Although it was originally intended as a Research & Development (R&D) project but it was later announced for commercial purposes in 2009,
the aim of the RazakSAT project was asserted as a Research & Development (R&D) Project in 2010.

During its operations after its launch in 2009, it was discovered that the RazakSAT satellite could not achieve its targeted pointing accuracy of within 1 km of its intended target. The Malaysian English newspaper The Star, quoting from the Malaysian Government Auditor-General's Report 2010, reported that the images that were acquired by the RazakSAT satellite was found to be 37 km off their intended target.

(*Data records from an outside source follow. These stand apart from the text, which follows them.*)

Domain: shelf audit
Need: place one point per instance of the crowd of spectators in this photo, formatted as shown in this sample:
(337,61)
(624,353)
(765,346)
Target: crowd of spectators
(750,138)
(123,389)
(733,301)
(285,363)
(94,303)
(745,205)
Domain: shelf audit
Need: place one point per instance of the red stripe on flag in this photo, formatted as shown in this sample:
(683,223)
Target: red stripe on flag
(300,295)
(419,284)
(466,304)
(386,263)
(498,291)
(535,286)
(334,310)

As a result of the pointing error, all of the over 1,328 images acquired by the satellite were rendered unusable. Despite a promise of delivering MAC images by 2010, as of the end of 2023, the operators have not released any images. Efforts to fix the problems with the satellite were terminated in December 2010.

== Specifications ==
The major specification of RazakSAT, as provided by the satellites' builder and operator (ATSB) in February 2010, are:

| Subsystems | Specifications |
|---|---|
| Altitude | 685 km |
| Inclination | 9° |
| Payload (MAC) | GSD : 2.5 m (PAN), 5 m (MS) Swathwidth : 20 km @ 685 km |
| Attitude Determination & Control Subsystem (ADCS) | Three-axis stabilization based on four reaction wheels Pointing Accuracy : < 0.2° (2 s) Pointing Knowledge : 1 arcmin (2 s) |
| Electrical Power Subsystem (EPS) | GaAs/Ge solar cells on honeycomb substrate NiCd batteries (18 Ahr) Peak Power Tracking (PPT) & constant current control Solar Power : >300 W @ EOL |
| Command & Data Handling Subsystem (C&DH) | Two on-board computers Telemetry and command interface modules Analog Telemetry channels : up to 90 Digital Telemetry channels : up to 120 |
| Telecommunication Subsystem (TS) | 9,600 bit/s / 1,200 bit/s S-band TT&C uplink 38.4 kbs / 9,600 bit/s / 1,200 bit/s S-band TT&C downlink |
| Payload Data Management | 32 Gbit On-board solid-state memory 30 Mbit/s X band payload data downlink |
| Structure & Thermal | Ø1,200 × 1,200 mm Hexagonal shape Mass : 180 kg Modular structure Passive & Active thermal control |
| Mission Lifetime | 3 Years |

===Satellite bus===
The satellite bus used for RazakSAT was jointly developed by ATSB and Satrec Initiative, a commercial satellite manufacturer in Korea. Satrec Initiative markets the bus system as the "SI-200".